The majority of statin-eligible patients at one of the largest HIV clinics in New Orleans received a statin in accordance with 2013 American College of Cardiology/American Heart Association (ACC/AHA) guidelines on the treatment of blood cholesterol,1 according to research presented at the 2016 IDWeek meeting.2
Persons with HIV are at increased risk of atherosclerotic cardiovascular disease (ASCVD) compared to individuals who are HIV-negative. Causes posited for this increased risk include HIV-associated inflammation and coagulation, and the adverse effect profiles of certain highly active antiretroviral therapy (HAART) regimens.3-5
“We wanted to measure statin usage in HIV positive patients to determine how our clinic was managing this risk via the application of the ACC/AHA blood cholesterol guidelines,” said lead researcher Brittany Gorden, PharmD in an email interview with Cardiology Advisor. Dr Gorden is a resident in pharmacy at Xavier University College of Pharmacy in New Orleans.
Using the Epic electronic health record database, Dr Gorden and colleagues conducted a retrospective chart review for 250 randomly selected HIV-positive patients aged 40 to 75 years who had visited the Infectious Diseases Center at University Medical Center New Orleans at least once between December 1, 2013 and September 30, 2015. Results showed that 127 patients were statin-eligible, and 59.8% (n=76) of those patients had received a statin prescription.
A secondary aim of the study was to determine the factors associated with statin receipt. Patient factors associated with greater statin prescribing were increasing age (odds ratio [OR]: 1.34; 95% confidence interval [CI],0.79-2.26) and female gender (OR: 1.66; 95% CI,0.75-3.67). A lack of subsidized insurance was also associated with decreased statin prescribing (OR: 0.96; 95% CI,0.74-1.24).
None of the patient factors investigated showed statistical significance. “This was most likely due to our loss of sample due to exclusion criteria,” commented Dr Gorden. “One question is if statistical significance [could]be shown with a larger initial sample. Also, we would like to look further at other patient and provider factors to determine if any correlation exists.”

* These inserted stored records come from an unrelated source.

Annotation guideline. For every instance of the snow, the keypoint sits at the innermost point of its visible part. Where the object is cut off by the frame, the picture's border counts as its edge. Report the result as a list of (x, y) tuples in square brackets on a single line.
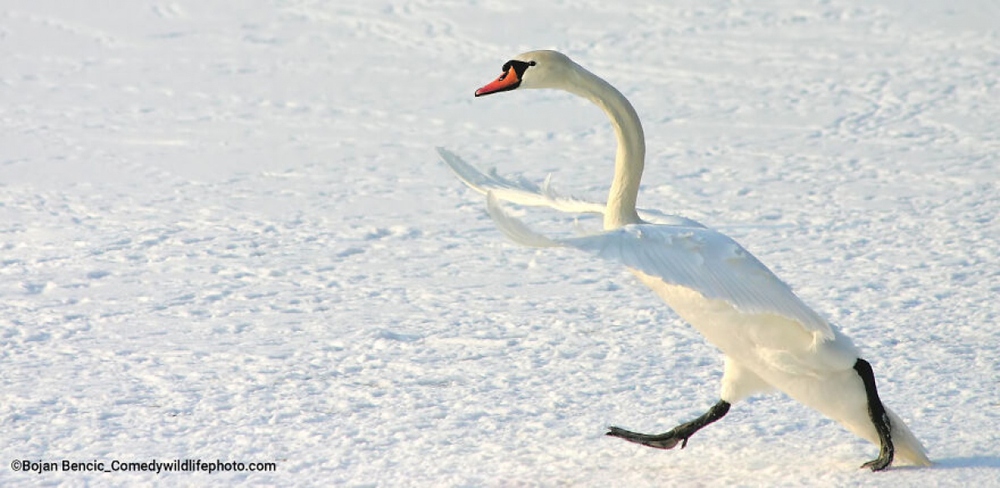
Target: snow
[(226, 235)]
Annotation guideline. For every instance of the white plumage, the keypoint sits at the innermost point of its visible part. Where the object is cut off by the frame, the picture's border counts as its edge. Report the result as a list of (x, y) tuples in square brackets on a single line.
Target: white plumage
[(771, 339)]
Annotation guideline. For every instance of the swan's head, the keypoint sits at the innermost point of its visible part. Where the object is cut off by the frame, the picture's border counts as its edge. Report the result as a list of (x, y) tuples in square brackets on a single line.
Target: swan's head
[(533, 69)]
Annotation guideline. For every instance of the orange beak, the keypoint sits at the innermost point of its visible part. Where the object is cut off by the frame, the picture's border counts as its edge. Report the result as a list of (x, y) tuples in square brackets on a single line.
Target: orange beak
[(506, 81)]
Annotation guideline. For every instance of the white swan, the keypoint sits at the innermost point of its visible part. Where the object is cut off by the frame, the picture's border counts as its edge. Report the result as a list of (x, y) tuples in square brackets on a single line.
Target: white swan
[(770, 338)]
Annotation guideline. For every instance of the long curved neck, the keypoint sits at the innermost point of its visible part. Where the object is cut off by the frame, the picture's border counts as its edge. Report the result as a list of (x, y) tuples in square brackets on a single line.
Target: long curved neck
[(631, 154)]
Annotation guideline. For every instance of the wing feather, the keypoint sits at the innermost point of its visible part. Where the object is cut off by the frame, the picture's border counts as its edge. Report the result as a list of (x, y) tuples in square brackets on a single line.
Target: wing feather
[(697, 258), (522, 192)]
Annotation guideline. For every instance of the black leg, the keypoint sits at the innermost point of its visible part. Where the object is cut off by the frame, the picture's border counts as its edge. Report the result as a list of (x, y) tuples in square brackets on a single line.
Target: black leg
[(668, 440), (877, 413)]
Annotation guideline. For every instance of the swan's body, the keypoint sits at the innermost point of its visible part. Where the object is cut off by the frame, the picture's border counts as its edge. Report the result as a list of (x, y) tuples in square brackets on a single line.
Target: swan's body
[(770, 338)]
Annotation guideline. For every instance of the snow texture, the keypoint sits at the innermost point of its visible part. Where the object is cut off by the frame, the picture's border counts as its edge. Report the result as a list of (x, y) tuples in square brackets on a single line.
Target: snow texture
[(226, 234)]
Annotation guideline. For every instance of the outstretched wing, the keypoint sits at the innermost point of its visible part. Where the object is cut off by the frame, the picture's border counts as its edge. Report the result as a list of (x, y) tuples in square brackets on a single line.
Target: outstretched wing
[(697, 258), (523, 192)]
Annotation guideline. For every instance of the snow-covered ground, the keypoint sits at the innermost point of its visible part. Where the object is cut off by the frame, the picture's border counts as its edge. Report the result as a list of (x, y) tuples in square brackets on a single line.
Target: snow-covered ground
[(226, 235)]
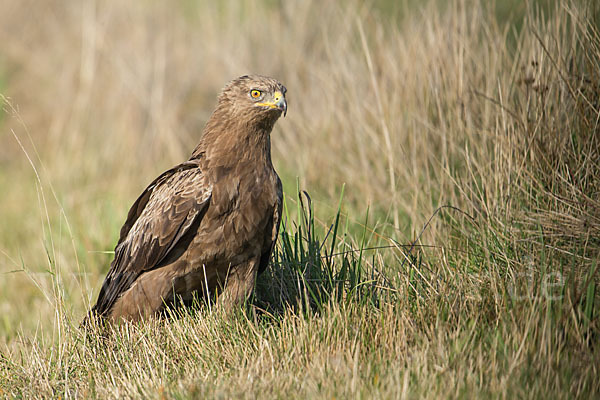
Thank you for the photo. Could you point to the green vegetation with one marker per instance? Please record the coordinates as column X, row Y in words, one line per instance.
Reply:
column 449, row 243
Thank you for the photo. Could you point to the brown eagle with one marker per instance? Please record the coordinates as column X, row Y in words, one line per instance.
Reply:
column 205, row 227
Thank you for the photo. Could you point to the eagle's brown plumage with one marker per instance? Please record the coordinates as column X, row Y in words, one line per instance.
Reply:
column 207, row 226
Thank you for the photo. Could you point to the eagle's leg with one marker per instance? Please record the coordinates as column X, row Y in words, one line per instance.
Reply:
column 238, row 285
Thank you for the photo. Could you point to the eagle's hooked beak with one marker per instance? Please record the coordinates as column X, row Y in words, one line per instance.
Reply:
column 277, row 102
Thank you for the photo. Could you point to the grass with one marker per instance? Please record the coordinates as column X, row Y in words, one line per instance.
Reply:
column 448, row 244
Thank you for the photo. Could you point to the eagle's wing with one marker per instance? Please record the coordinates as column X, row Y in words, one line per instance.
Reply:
column 270, row 241
column 157, row 220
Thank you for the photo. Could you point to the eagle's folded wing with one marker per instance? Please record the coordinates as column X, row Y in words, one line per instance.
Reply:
column 158, row 219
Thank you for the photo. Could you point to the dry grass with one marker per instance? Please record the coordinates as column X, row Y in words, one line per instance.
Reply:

Pooled Cohort 10-Year Risk Assessment equations, which estimate 10-year ASCVD risk (defined as first occurrence non-fatal and fatal myocardial infarction, and nonfatal and fatal stroke), were used to calculate risk for patients without a previous history of clinical ASCVD, diabetes, or a low-density lipoprotein cholesterol (LDL-C) ≥190 mg/dL Of the statin-eligible patients not receiving a statin, 82% required ASCVD risk calculation.
“Despite the majority of statin-eligible patients receiving a statin, the results from this study demonstrate an opportunity for improved patient care,” the researchers concluded. “The inclusion of an automatically calculated risk assessment may improve statin prescribing practices for HIV patients.”
- Stone NJ, Robinson JG, Lichtenstein AH, et al. 2013 ACC/AHA guideline on the treatment of blood cholesterol to reduce atherosclerotic cardiovascular risk in adults: a report of the American College of Cardiology/American Heart Association Task Force on Practice Guidelines. J Am Coll Cardiol. 2014;63(25 Pt B):2889-2934. doi:10.1016/j.jacc.2013.11.002.
- Gorden B, Gordon L, Frontini M, et al. Application of the 2013 American College of Cardiology/American Heart Association blood cholesterol guidelines in HIV patients in an ambulatory care setting. Poster 2136. Presented at ID Week. October 29, 2016; New Orleans, LA. https://idsa.confex.com/idsa/2016/webprogram/Paper59042.html. Accessed October 31, 2016.
- Barbaro G. Heart and HAART: Two sides of the coin for HIV-associated cardiology issues. World J Cardiol. 2010;2(3):53-57. doi:10.4330/wjc.v2.i3.53.
- Deeks SG. HIV infection, inflammation, immunosenescence, and aging. Annu Rev Med. 2011;62:141-155. doi:10.1146/annurev-med-042909-093756.
- Duprez DA, Neuhaus J, Kuller LH, et al. Inflammation, coagulation and cardiovascular disease in HIV-infected individuals. PloS One. 2012;7(9):e44454. doi:10.1371/journal.pone.0044454.